A descoberta mais recente ocorreu no distrito da Cabeceira do Apa, entre as cidades de Ponta Porã e Antônio João, na região de fronteira com o Paraguai. O entorpecente estava no fundo falso de uma carreta e seria levada ao porto de Paranaguá, segundo a PRF.

Conforme nota distribuída pela corporação, “durante uma ação de fiscalização indicada por análise de risco da inteligência, os policiais localizaram um caminhão Volvo estacionado sem o motorista. Durante as buscas pelo condutor na região e a consulta às placas do veículo, a equipe identificou que o proprietário da carreta havia saído do local em um Jeep/Compass, acompanhado por outro homem. Após buscas na região, o veículo foi encontrado e os ocupantes foram abordados”.

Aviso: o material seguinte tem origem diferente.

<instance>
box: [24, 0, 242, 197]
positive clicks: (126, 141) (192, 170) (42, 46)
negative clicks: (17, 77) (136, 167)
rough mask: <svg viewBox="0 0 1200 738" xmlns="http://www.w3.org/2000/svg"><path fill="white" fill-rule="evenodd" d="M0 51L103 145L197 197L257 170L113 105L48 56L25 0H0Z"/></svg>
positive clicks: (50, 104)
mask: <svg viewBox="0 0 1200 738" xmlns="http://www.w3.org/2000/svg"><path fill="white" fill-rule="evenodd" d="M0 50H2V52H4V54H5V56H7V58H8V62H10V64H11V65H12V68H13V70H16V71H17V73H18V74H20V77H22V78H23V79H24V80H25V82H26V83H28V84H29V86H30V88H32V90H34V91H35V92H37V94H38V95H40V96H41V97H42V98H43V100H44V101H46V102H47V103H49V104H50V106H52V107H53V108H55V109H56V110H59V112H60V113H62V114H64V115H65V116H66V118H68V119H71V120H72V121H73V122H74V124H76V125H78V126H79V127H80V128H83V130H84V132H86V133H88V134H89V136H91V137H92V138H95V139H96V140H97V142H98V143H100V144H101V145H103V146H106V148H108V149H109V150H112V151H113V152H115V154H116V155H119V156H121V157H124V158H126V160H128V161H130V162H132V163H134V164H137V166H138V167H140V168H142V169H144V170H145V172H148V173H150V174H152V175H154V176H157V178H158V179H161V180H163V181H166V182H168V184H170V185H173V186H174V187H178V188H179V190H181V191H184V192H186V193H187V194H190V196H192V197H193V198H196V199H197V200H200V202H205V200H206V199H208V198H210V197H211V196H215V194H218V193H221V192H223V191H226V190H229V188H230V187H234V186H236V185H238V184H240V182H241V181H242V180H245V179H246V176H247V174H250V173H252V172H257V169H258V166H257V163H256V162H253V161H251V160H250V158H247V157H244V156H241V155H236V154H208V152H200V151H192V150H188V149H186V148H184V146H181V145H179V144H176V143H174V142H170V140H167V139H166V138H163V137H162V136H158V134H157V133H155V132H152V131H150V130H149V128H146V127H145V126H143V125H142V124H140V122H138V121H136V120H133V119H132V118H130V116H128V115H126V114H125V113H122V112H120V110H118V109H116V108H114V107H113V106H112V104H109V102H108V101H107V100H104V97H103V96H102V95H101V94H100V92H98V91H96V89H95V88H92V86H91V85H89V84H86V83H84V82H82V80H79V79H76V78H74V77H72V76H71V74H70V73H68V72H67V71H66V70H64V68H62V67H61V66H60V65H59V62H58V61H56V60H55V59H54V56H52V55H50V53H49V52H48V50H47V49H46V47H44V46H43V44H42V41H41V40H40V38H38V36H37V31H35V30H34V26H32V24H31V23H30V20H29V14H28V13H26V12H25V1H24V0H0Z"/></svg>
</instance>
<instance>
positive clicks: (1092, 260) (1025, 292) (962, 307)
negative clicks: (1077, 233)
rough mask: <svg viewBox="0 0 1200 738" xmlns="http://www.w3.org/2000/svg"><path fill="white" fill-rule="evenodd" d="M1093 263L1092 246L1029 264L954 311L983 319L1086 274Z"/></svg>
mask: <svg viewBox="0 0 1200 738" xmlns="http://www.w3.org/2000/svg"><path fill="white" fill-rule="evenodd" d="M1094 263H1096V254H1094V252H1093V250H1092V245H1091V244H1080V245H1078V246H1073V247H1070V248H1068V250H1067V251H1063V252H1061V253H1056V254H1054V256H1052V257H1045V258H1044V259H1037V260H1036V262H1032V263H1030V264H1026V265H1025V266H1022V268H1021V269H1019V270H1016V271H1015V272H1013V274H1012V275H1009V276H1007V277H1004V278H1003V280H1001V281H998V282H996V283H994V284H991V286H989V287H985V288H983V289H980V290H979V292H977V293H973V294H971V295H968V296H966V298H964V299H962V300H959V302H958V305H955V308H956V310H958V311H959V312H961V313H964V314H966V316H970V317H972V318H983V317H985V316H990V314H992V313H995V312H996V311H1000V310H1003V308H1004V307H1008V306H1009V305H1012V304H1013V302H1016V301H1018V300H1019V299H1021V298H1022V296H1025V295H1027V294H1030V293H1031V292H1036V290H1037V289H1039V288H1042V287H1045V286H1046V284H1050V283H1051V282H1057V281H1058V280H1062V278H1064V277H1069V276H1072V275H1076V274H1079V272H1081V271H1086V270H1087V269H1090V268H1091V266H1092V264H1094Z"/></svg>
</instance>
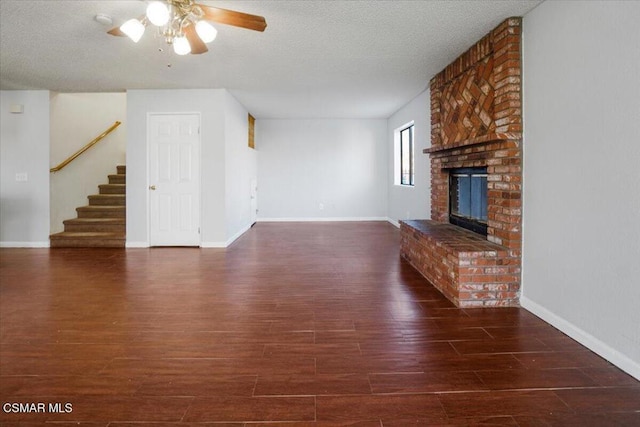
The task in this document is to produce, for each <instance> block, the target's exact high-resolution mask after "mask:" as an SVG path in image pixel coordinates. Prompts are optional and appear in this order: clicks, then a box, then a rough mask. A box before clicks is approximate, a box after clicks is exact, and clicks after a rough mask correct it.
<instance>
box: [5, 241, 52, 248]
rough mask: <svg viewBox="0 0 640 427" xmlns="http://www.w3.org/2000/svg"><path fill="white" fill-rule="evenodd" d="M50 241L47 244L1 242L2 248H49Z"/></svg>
mask: <svg viewBox="0 0 640 427" xmlns="http://www.w3.org/2000/svg"><path fill="white" fill-rule="evenodd" d="M50 246H51V245H50V243H49V241H46V242H0V248H48V247H50Z"/></svg>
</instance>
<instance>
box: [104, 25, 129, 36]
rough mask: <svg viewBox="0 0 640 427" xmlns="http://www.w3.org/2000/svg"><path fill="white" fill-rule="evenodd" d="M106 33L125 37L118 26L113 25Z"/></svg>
mask: <svg viewBox="0 0 640 427" xmlns="http://www.w3.org/2000/svg"><path fill="white" fill-rule="evenodd" d="M107 34H111V35H112V36H117V37H126V36H127V35H126V34H125V33H123V32H122V30H121V29H120V27H113V28H112V29H110V30H109V31H107Z"/></svg>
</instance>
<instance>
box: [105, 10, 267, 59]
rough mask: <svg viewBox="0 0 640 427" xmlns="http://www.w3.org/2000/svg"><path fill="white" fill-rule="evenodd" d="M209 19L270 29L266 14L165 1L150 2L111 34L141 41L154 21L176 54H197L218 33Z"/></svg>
mask: <svg viewBox="0 0 640 427" xmlns="http://www.w3.org/2000/svg"><path fill="white" fill-rule="evenodd" d="M208 21H212V22H218V23H220V24H226V25H233V26H235V27H241V28H246V29H249V30H254V31H264V30H265V28H267V22H266V21H265V19H264V18H263V17H262V16H257V15H250V14H248V13H243V12H237V11H234V10H228V9H220V8H217V7H213V6H206V5H204V4H198V3H195V2H194V0H163V1H152V2H150V3H149V5H148V6H147V13H146V14H145V15H143V16H141V17H139V18H133V19H130V20H128V21H126V22H125V23H124V24H122V25H121V26H119V27H115V28H112V29H111V30H109V31H107V33H108V34H111V35H112V36H121V37H123V36H128V37H129V38H130V39H131V40H133V41H134V42H135V43H137V42H138V41H139V40H140V38H141V37H142V35H143V34H144V31H145V28H146V26H147V25H148V24H153V25H155V26H156V27H158V32H159V34H160V35H161V36H162V37H164V39H165V41H166V42H167V43H168V44H170V45H172V46H173V50H174V51H175V53H177V54H178V55H186V54H188V53H192V54H196V55H197V54H201V53H205V52H207V51H208V50H209V49H208V48H207V45H206V43H210V42H212V41H213V40H214V39H215V38H216V35H217V33H218V31H217V30H216V29H215V28H214V27H213V26H212V25H211V24H210V23H209V22H208Z"/></svg>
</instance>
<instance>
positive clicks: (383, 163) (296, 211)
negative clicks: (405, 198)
mask: <svg viewBox="0 0 640 427" xmlns="http://www.w3.org/2000/svg"><path fill="white" fill-rule="evenodd" d="M256 148H257V150H258V152H259V154H260V162H259V164H258V198H259V213H258V219H259V220H261V221H264V220H335V219H341V220H361V219H386V217H387V153H386V150H387V121H386V120H379V119H375V120H355V119H354V120H330V119H327V120H324V119H322V120H260V119H258V120H256ZM321 205H322V206H321Z"/></svg>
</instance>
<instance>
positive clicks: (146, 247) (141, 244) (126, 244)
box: [124, 242, 149, 248]
mask: <svg viewBox="0 0 640 427" xmlns="http://www.w3.org/2000/svg"><path fill="white" fill-rule="evenodd" d="M124 247H125V248H148V247H149V242H126V243H125V244H124Z"/></svg>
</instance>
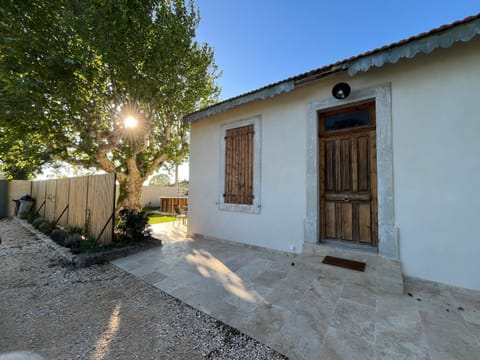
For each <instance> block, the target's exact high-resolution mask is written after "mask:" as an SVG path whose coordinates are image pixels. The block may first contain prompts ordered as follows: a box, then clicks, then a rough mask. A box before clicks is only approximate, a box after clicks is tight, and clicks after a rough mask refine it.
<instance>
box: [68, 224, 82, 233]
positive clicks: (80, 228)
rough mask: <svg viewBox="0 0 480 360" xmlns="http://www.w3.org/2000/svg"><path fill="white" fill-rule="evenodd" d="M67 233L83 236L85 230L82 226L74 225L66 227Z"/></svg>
mask: <svg viewBox="0 0 480 360" xmlns="http://www.w3.org/2000/svg"><path fill="white" fill-rule="evenodd" d="M65 232H66V233H67V235H73V234H83V233H84V232H83V228H81V227H80V226H73V225H67V226H66V227H65Z"/></svg>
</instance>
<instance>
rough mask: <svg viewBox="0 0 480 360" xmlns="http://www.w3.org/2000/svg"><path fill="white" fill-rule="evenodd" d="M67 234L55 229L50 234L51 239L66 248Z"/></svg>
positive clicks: (63, 232) (66, 233) (64, 232)
mask: <svg viewBox="0 0 480 360" xmlns="http://www.w3.org/2000/svg"><path fill="white" fill-rule="evenodd" d="M66 237H67V233H66V231H65V230H63V229H53V230H52V233H51V234H50V238H51V239H52V240H53V241H55V242H56V243H57V244H58V245H61V246H65V238H66Z"/></svg>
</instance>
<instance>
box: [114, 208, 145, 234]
mask: <svg viewBox="0 0 480 360" xmlns="http://www.w3.org/2000/svg"><path fill="white" fill-rule="evenodd" d="M119 217H120V219H119V221H118V225H117V232H118V235H119V237H120V238H119V240H120V241H126V242H130V241H143V240H145V239H147V238H149V237H150V226H149V224H148V215H147V213H146V212H144V211H136V210H132V209H127V208H124V209H122V210H120V212H119Z"/></svg>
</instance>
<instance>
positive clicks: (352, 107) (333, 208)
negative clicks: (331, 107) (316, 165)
mask: <svg viewBox="0 0 480 360" xmlns="http://www.w3.org/2000/svg"><path fill="white" fill-rule="evenodd" d="M318 118H319V136H320V141H319V161H320V164H319V165H320V166H319V169H320V170H319V173H320V174H319V176H320V179H319V183H320V199H319V200H320V240H327V239H333V240H342V241H348V242H354V243H358V244H368V245H371V246H376V245H377V239H378V226H377V223H378V221H377V166H376V165H377V160H376V136H375V104H374V103H373V102H368V103H363V104H359V105H355V106H351V107H348V108H343V109H337V110H333V111H327V112H322V113H319V114H318Z"/></svg>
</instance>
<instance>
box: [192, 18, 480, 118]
mask: <svg viewBox="0 0 480 360" xmlns="http://www.w3.org/2000/svg"><path fill="white" fill-rule="evenodd" d="M476 35H480V14H477V15H474V16H469V17H467V18H465V19H463V20H459V21H456V22H454V23H451V24H448V25H443V26H440V27H438V28H435V29H433V30H430V31H428V32H424V33H421V34H418V35H415V36H412V37H410V38H407V39H404V40H401V41H398V42H395V43H393V44H390V45H386V46H382V47H380V48H377V49H374V50H370V51H367V52H365V53H363V54H360V55H356V56H352V57H350V58H348V59H344V60H341V61H338V62H335V63H333V64H330V65H326V66H323V67H320V68H317V69H314V70H311V71H308V72H305V73H302V74H299V75H295V76H292V77H290V78H287V79H284V80H281V81H278V82H276V83H273V84H269V85H266V86H264V87H261V88H259V89H256V90H253V91H250V92H247V93H244V94H241V95H239V96H235V97H233V98H230V99H227V100H224V101H221V102H218V103H216V104H214V105H211V106H209V107H206V108H203V109H201V110H199V111H196V112H193V113H190V114H188V115H186V116H185V117H184V121H188V122H193V121H196V120H200V119H202V118H205V117H207V116H211V115H214V114H217V113H219V112H223V111H227V110H229V109H231V108H234V107H237V106H239V105H242V104H246V103H249V102H252V101H256V100H264V99H267V98H270V97H273V96H275V95H278V94H280V93H282V92H290V91H292V90H293V89H294V88H295V86H296V85H299V84H303V83H307V82H310V81H314V80H317V79H320V78H323V77H326V76H328V75H331V74H333V73H336V72H339V71H346V70H348V73H349V74H350V75H351V76H354V75H355V74H356V73H358V72H359V71H368V70H369V69H370V68H371V67H372V66H377V67H381V66H383V65H384V64H386V63H396V62H397V61H398V60H400V59H402V58H412V57H414V56H415V55H417V54H419V53H427V54H428V53H430V52H432V51H433V50H434V49H437V48H439V47H440V48H448V47H450V46H451V45H452V44H453V43H455V42H457V41H469V40H471V39H472V38H473V37H474V36H476Z"/></svg>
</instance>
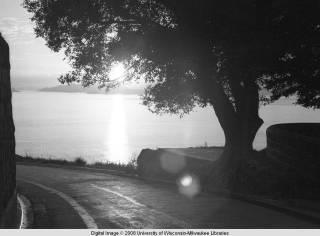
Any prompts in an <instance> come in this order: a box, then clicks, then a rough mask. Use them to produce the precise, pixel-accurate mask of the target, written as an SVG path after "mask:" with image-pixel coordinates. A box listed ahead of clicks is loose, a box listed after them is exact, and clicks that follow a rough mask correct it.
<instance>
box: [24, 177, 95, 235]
mask: <svg viewBox="0 0 320 236" xmlns="http://www.w3.org/2000/svg"><path fill="white" fill-rule="evenodd" d="M19 180H20V179H19ZM21 181H24V182H26V183H30V184H33V185H35V186H37V187H39V188H42V189H44V190H47V191H48V192H51V193H54V194H56V195H58V196H59V197H61V198H62V199H63V200H65V201H66V202H68V203H69V204H70V205H71V206H72V207H73V209H74V210H75V211H76V212H77V213H78V215H79V216H80V217H81V218H82V220H83V222H84V223H85V224H86V226H87V228H88V229H97V228H98V226H97V224H96V223H95V221H94V219H93V218H92V217H91V216H90V215H89V213H88V212H87V211H86V210H85V209H84V208H83V207H82V206H81V205H80V204H79V203H78V202H77V201H76V200H74V199H73V198H72V197H69V196H68V195H66V194H64V193H62V192H60V191H58V190H56V189H53V188H50V187H47V186H45V185H42V184H39V183H36V182H33V181H26V180H21Z"/></svg>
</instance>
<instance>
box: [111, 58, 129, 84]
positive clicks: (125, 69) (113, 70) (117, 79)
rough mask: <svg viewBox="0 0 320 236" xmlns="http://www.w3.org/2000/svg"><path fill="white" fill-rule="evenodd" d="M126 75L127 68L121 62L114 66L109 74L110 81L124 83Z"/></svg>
mask: <svg viewBox="0 0 320 236" xmlns="http://www.w3.org/2000/svg"><path fill="white" fill-rule="evenodd" d="M125 75H126V68H125V66H124V65H123V64H122V63H121V62H119V63H116V64H114V65H113V66H112V67H111V70H110V72H109V78H110V80H118V81H123V80H124V79H125Z"/></svg>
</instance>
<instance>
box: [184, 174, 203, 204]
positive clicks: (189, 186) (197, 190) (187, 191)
mask: <svg viewBox="0 0 320 236" xmlns="http://www.w3.org/2000/svg"><path fill="white" fill-rule="evenodd" d="M178 187H179V192H180V193H181V194H183V195H185V196H186V197H189V198H193V197H195V196H196V195H198V194H199V193H200V192H201V189H200V180H199V178H198V177H197V176H195V175H189V174H187V175H184V176H182V177H181V178H180V179H179V180H178Z"/></svg>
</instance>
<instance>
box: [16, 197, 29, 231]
mask: <svg viewBox="0 0 320 236" xmlns="http://www.w3.org/2000/svg"><path fill="white" fill-rule="evenodd" d="M17 200H18V204H19V205H20V209H21V218H20V224H19V229H28V228H31V227H32V224H33V210H32V207H31V203H30V201H29V200H28V199H27V198H26V197H25V196H24V195H22V194H20V193H17Z"/></svg>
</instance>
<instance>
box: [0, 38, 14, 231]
mask: <svg viewBox="0 0 320 236" xmlns="http://www.w3.org/2000/svg"><path fill="white" fill-rule="evenodd" d="M11 96H12V94H11V84H10V62H9V46H8V44H7V43H6V41H5V40H4V39H3V38H2V36H1V34H0V228H14V227H15V216H16V212H17V210H16V194H15V188H16V165H15V138H14V123H13V117H12V105H11Z"/></svg>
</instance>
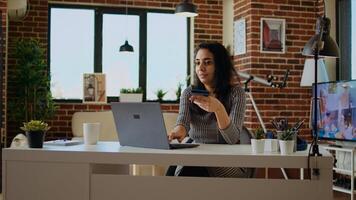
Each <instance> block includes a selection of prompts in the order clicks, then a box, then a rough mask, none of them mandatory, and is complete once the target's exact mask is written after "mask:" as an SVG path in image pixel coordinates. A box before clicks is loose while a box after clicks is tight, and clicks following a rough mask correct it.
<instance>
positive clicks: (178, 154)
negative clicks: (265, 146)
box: [3, 142, 333, 168]
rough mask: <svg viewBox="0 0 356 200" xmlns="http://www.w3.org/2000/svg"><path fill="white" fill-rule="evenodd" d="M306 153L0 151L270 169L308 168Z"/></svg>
mask: <svg viewBox="0 0 356 200" xmlns="http://www.w3.org/2000/svg"><path fill="white" fill-rule="evenodd" d="M321 151H322V152H321V153H322V155H323V156H322V157H318V158H315V157H314V158H311V164H312V165H313V163H314V159H318V165H319V166H318V167H319V168H322V166H324V165H323V162H326V163H328V162H330V160H332V159H333V158H332V156H331V155H330V154H329V153H328V152H327V151H324V150H323V149H322V148H321ZM307 155H308V152H307V151H298V152H296V153H293V154H291V155H287V156H282V155H280V154H279V153H278V152H277V153H264V154H252V151H251V145H226V144H201V145H200V146H199V147H197V148H189V149H177V150H161V149H150V148H137V147H129V146H120V144H119V143H118V142H99V143H98V144H97V145H83V144H82V145H75V146H44V148H43V149H30V148H7V149H3V159H4V160H22V161H25V160H28V161H54V162H56V161H57V162H75V163H81V162H82V163H88V162H89V163H112V164H130V163H134V164H164V165H172V164H181V165H192V166H226V167H230V166H231V167H232V166H235V167H237V166H239V167H269V168H274V167H275V168H280V167H284V168H307V158H308V156H307Z"/></svg>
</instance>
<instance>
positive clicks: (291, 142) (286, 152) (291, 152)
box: [279, 140, 294, 155]
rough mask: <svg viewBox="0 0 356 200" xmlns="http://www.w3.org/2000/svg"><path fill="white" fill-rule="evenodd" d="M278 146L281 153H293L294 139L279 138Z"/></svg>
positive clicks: (288, 154)
mask: <svg viewBox="0 0 356 200" xmlns="http://www.w3.org/2000/svg"><path fill="white" fill-rule="evenodd" d="M279 148H280V150H281V155H289V154H292V153H293V148H294V140H279Z"/></svg>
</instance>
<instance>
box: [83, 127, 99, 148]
mask: <svg viewBox="0 0 356 200" xmlns="http://www.w3.org/2000/svg"><path fill="white" fill-rule="evenodd" d="M99 134H100V123H83V137H84V144H86V145H94V144H96V143H98V140H99Z"/></svg>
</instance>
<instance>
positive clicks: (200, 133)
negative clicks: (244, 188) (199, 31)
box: [167, 43, 247, 177]
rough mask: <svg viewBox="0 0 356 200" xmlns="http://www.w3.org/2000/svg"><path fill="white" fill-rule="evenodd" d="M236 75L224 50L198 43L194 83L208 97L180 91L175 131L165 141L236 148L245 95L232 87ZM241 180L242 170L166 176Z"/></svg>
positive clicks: (243, 105) (206, 171) (188, 92)
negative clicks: (210, 144) (198, 143)
mask: <svg viewBox="0 0 356 200" xmlns="http://www.w3.org/2000/svg"><path fill="white" fill-rule="evenodd" d="M236 77H237V76H236V72H235V70H234V67H233V65H232V62H231V58H230V55H229V53H228V52H227V50H226V49H225V47H224V46H223V45H221V44H219V43H202V44H200V45H199V46H198V48H197V50H196V54H195V83H194V87H195V88H197V89H204V90H207V91H208V92H209V96H202V95H193V94H192V87H188V88H186V89H185V90H184V92H183V94H182V96H181V99H180V107H179V116H178V119H177V125H176V127H175V128H174V129H173V130H172V131H171V132H170V134H169V136H168V138H169V140H173V139H177V140H178V141H182V140H183V139H184V138H185V137H186V136H188V135H189V137H191V138H192V139H194V140H195V141H196V142H197V143H207V144H236V143H237V142H238V141H239V137H240V133H241V131H242V126H243V121H244V114H245V104H246V102H245V93H244V90H243V89H242V88H241V87H240V86H239V85H238V83H236V80H235V79H236ZM177 171H180V173H179V175H182V176H218V177H232V176H233V177H234V176H238V177H244V176H245V175H246V174H247V171H246V169H243V168H231V167H230V168H228V167H208V168H207V167H188V166H185V167H183V169H180V170H175V169H173V168H170V169H169V170H168V171H167V175H173V174H174V173H176V174H177Z"/></svg>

Ainda de acordo com a PRF, “o condutor e o passageiro eram pai e filho, sendo o pai o proprietário da carreta. Após o retorno ao local onde o caminhão havia sido abandonado, os policiais realizaram uma busca minuciosa e encontraram 420 quilos de cloridrato de cocaína”.

Conforme informações de policiais, foram presos José Carlos Alves da Cruz e o filho dele, Jean Carlos Alves da Cruz, que moram em Dourados. Nos registros oficiais, José Carlos é proprietário, desde 2016, da “Cabecinha Transportes”, uma empresa que se dedica ao transporte de grãos.

Ainda de acordo com os policiais, esta não foi a primeira vez que ele foi flagrado em atividade ilícita semelhante. Ele já havia sido preso em Minas Gerais transportando 450 quilos de cocaína. O filho, por outro lado, trabalhava em uma empresa que contrata caminhoneiros para o transporte de grãos.

Campo Grande

A outra grande apreensão da PRF desde o começo do mês ocorreu em Campo Grande no último sábado (1) e retirou de circulação 533,8 kg de cocaína (pasta base e cloridrato). Naquele dia, segundo informações da PRF, os policiais  realizavam ronda e avistaram dois motoristas de caminhão entrando repentinamente nas cabines de dois veículos de carga estacionados em um posto de combustível ao notarem a viatura.

Na sequência, diante da atitude suspeita e de irregularidades nas placas, os agentes  descobriram adulterações nas caçambas e a presença de pacotes suspeitos.
Com o apoio do Corpo de Bombeiros, foram cortadas as estruturas soldadas de um dos semirreboques, revelando a cocaína escondida no compartimento oculto.